C’est en poète ayant fait vœu de chasteté qu’il embarque un beau jour à Plymouth pour voguer vers le Nouveau Monde, avec pour objectif littéraire de composer La Marylandiade, autrement dit « une épopée surpassant en épique toutes les épopées ». Mais avant que de pouvoir librement taquiner la muse, cette sorte de Don Quichotte va devoir vivre des aventures dignes de l’Odyssée d’Homère : être fait prisonnier par des pirates, puis jeté par-dessus bord, échouer sur une île, laquelle s’avérera être la terre des Piscataways, jadis gouvernée par Quassapelagh, le célèbre roi Anacostin, puis conquise par les Anglais et devenue le Maryland (il est des hasards romanesques qui relèvent du miracle)… Heureusement pour nous, il lui en faut beaucoup plus pour lui passer le désir de poétiser. Lorsqu’il se retrouve enfin à quelques mètres de la propriété paternelle, Ebenezer (prénom issu de mots hébreux signifiant « pierre de secours ») ne manque pas de saluer poétiquement sa nouvelle patrie : « Riez, ô monts gracieux et vous, bois couronnés ! Votre bon chantre, le lauréat, est venu publier votre gloire ! » (et nous n’en sommes pas encore à la moitié du roman ; il lui reste même à épouser « une porchère, une opiomane, et une prostituée de la plus basse sorte »). Entre deux disgrâces, il s’autorise malgré tout à composer des rimes « hudibrastiques », rimes riches à l’harmonie souvent douteuse (voiture pouvant ainsi rimer avec Turc). Mais au final, le lauréat aura honoré son contrat et écrit Le Courtier en tabac, long poème d’un millier de vers dans lequel il relate son voyage au Maryland, et qui se veut être « une satire dans laquelle sont décrits les Lois, Gouvernements, Tribunaux et Constitutions de ce Pays ; ainsi que les Édifices, Fêtes, Caprices, Divertissements et Ivrognerie des Habitants de ce Havre de l’Amérique ».
Le Courtier en tabac
s’ingénie à multiplier les personnages ainsi que les histoires, qui s’enchâssent les unes dans les autres, chacun pensant avoir voix au chapitre et pouvoir y aller de son petit récit (« il y a tant à dire » reconnaît un personnage, comme pour s’excuser).
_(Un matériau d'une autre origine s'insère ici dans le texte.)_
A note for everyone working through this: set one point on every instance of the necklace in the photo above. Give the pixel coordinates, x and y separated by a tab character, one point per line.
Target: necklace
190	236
Impossible donc d’en résumer les innombrables péripéties, d’autant que le lecteur passera ici d’une lettre à un récit ou à un poème, et là d’un dialogue aux pages retrouvées d’on ne sait trop quel journal de voyage rédigé en ancien français…
Dans cette parodie de roman picaresque publié en 1960, les apparences sont souvent trompeuses (jusqu’à la fausse langue de l’époque dont use et abuse John Barth) : nous ignorons qui est qui, chacun pouvant usurper l’identité d’un autre et avancer masqué (détail qui n’échappe pas à la candide sagacité d’Ebenezer : « Personne n’est ce pour quoi ou qui je le prends »).
Le tour de force de John Barth est d’avoir su réaliser une synthèse improbable entre les digressions d’un Laurence Sterne, le goût des situations loufoques d’un Cervantès et la truculence d’un Rabelais, dont il imite d’ailleurs les titres de chapitre à rallonge de Gargantua (« 14. Où le lauréat assiste à deux assassinats d’identité, une piraterie, une tentative de viol, un acte de mutinerie, un meurtre, et un attrayant débat entre capitaines, le tout dans l’espace de quelques pages »). Les occasions de sourire (et de rire) ne manquent donc pas (qu’il s’agisse de situations romanesques franchement grotesques, de la vulgarité de certains personnages ou de la naïveté du protagoniste), et le lecteur ira de surprise en surprise jusqu’à la dernière page du roman, dont il ressortira proprement hébété, persuadé d’avoir été roulé dans la farine, complètement abasourdi par cette folie narrative qui fait de la démesure un genre littéraire.
Didier Garcia

LE COURTIER EN TABAC DE JOHN BARTH
Traduit de l’anglais (États-Unis) par Claro,
Cambourakis, 800 pages, 28

Grains de folie Par Didier Garcia
Le Matricule des Anges n°169 , janvier 2016.